God Called It Good
Their juice was sweet—
huckleberries bursting like the breath of God still hung in the leaves,
flesh like mercy, unashamed,
bleeding onto my palms like a promise kept.
Wild with grace,
called good on the third day.
She peered like a prophet.
“Should you really be eating those?”
I hesitated—
not because the fruit was rancid,
but because her question
turned the garden cold
without plucking a single leaf—
as if joy were a trap
God forgot to warn me about.
That’s when I saw it—
coiled in the shadows beneath the bush,
a serpent, still as breath before betrayal,
like it had been watching from the first bite,
waiting for her voice to split the silence.
I searched my hands for stains of sin,
but found only the crimson that made me clean.
I was peaceful, not poisoned—
filled with fruit she couldn’t name.
Later, she asked—
“Have you been feeling anxious?”
a curse dressed in concern,
the hiss behind the hand.
“Did God really—
Free you?
Heal you?
Call you whole?”
She prayed like a veil pulled tight,
not to cover,
but to cloud the light.
As if her words could draw me
beneath her weight
instead of God’s wing.
As if she needed me sick,
so she could be the cure.
But I knew,
the Spirit doesn’t slither.
He doesn’t convict by coiling doubt
through what He already blessed.
He doesn’t wear her tone.
Writer’s Note
Most of us know the story of the Garden. We know the serpent, the fruit, and the question:
“Did God really say...?”
We often think of this lie as an invitation to rebellion, to eat what God has forbidden. But sometimes, especially within the Church, the lie takes a different shape. It doesn’t tempt you to indulge in obvious sin.
It tempts you to doubt what’s already been blessed and live in fear, not freedom.
Instead of saying, “Eat what God said not to,”
it whispers, “Should you eat what God said was good? Should you really be enjoying that? Should you really feel free?”
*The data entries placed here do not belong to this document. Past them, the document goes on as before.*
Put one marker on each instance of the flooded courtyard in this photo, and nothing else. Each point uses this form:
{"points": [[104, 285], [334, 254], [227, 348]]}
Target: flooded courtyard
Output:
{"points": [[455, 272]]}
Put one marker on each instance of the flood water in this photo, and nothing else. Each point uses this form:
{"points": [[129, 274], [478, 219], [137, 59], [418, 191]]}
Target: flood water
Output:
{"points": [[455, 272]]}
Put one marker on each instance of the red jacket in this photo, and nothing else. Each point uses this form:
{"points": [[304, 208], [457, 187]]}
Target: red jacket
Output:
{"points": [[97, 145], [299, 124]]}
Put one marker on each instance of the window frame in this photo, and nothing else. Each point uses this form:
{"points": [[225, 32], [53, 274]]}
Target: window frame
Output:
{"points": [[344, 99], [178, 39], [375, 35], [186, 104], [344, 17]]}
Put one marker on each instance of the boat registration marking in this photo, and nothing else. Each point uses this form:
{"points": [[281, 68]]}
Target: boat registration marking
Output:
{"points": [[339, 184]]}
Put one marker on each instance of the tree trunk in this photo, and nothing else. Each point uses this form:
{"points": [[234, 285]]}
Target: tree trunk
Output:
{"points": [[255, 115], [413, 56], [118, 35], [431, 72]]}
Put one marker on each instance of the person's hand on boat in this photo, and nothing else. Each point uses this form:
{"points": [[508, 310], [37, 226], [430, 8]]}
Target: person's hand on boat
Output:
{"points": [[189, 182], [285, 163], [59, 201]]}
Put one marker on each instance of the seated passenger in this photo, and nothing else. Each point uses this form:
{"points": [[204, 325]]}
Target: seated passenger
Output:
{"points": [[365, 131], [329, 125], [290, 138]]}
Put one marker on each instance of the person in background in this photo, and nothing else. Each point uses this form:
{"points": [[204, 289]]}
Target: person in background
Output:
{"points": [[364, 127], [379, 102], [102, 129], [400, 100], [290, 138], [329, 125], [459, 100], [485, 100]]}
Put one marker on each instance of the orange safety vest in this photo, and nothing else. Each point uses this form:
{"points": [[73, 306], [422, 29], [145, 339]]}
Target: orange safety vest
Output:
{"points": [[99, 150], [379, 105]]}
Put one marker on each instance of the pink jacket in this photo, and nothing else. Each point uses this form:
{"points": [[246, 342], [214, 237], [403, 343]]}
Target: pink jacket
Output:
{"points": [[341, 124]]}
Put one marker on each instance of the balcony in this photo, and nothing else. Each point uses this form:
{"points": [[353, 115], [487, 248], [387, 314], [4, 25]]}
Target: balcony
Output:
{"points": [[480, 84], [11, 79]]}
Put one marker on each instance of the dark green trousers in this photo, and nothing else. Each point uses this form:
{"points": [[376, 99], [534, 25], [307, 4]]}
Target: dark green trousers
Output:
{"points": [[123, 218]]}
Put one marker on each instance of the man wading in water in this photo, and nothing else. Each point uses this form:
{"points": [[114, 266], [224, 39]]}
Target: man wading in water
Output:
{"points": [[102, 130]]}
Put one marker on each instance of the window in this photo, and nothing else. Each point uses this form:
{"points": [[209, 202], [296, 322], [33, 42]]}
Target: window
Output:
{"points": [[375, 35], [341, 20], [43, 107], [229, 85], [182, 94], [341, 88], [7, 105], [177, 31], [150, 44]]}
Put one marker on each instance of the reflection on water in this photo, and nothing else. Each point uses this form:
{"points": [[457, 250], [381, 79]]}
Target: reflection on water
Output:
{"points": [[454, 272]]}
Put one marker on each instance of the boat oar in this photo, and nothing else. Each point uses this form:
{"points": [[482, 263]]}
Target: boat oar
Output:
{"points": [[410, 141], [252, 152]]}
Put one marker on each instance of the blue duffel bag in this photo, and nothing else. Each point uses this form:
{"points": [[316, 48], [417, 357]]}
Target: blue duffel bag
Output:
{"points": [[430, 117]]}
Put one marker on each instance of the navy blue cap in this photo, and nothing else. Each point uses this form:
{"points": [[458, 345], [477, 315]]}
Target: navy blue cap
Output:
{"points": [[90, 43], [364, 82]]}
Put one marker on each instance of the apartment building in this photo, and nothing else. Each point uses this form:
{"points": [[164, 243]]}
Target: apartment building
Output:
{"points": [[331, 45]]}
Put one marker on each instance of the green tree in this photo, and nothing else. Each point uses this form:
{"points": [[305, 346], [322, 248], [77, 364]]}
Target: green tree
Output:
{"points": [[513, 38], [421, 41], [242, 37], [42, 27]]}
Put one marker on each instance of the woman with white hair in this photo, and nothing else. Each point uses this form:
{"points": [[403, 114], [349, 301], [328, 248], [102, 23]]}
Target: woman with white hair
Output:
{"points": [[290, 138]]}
I wrote this poem after two encounters with the same person. Both were cloaked in spiritual language and laced with a quiet invitation to doubt. In this instance, I cannot take credit for writing a good metaphor because the serpent and fruit are not that at all.
The first encounter happened on a summer afternoon while we were on a walk together, and I started picking some wild huckleberries. I remember how sweet they were and how peaceful and full of life I felt in that moment.
Then she looked at me, hesitantly, and asked,
“Should you really be eating those?”
…as if the fruit I grew up eating was somehow poisonous.
A second later, I saw it: an actual snake,
coiled in the shadows beneath the bush I had just picked from.
It didn’t strike.
It simply watched.
The Biblical symbolism was too heavy to ignore.
I felt shaken and wondered if I had somehow sinned,
if the joy I had was unholy in some way.
But that confusion didn’t come from the Holy Spirit.
It came from a darker voice.
And later, in a separate conversation with her, after some passive-aggressive comments, she invited me to doubt the healing and freedom God gave me using a more sinister line of questioning.
Then, I finally saw the truth:
The fruit was good.
The voice that cast doubt over it was not.
I left the next part out of the poem to avoid overdoing it, but it happened.
Later that same day, I saw a second snake.
Laid out across the trail like God underlining something I hadn’t read properly the first time.
It felt like a divine insistence—
as if God was saying, Don’t just notice the sign. Heed it.
This situation taught me how spiritual manipulation often works.
It doesn’t just show up with strange demands or obvious heresy.
It shows up softly,
through questions that cloud and concern that controls, and whispers woven in Gnostic lies.
It uses prayer as a veil,
not to cover, but to obscure with ulterior motives.
This poem is not a critique of the Church,
especially not my church, which I love deeply and continue to grow in.
The person involved does not represent my church or its leadership,
and I’m incredibly grateful for the Spirit-led community I’ve found there.
This is about learning to recognize when someone speaks in God’s name, but not in His Spirit.
We must be able to trust what the Lord has already called blessed.
We must be vigilant against spiritual doubt disguised as empathy and discernment,
and most importantly, we must remember that joy, healing, and freedom do not need permission.
They are fruit from the tree of life.
And if God called it good,
no serpent has the authority to say otherwise.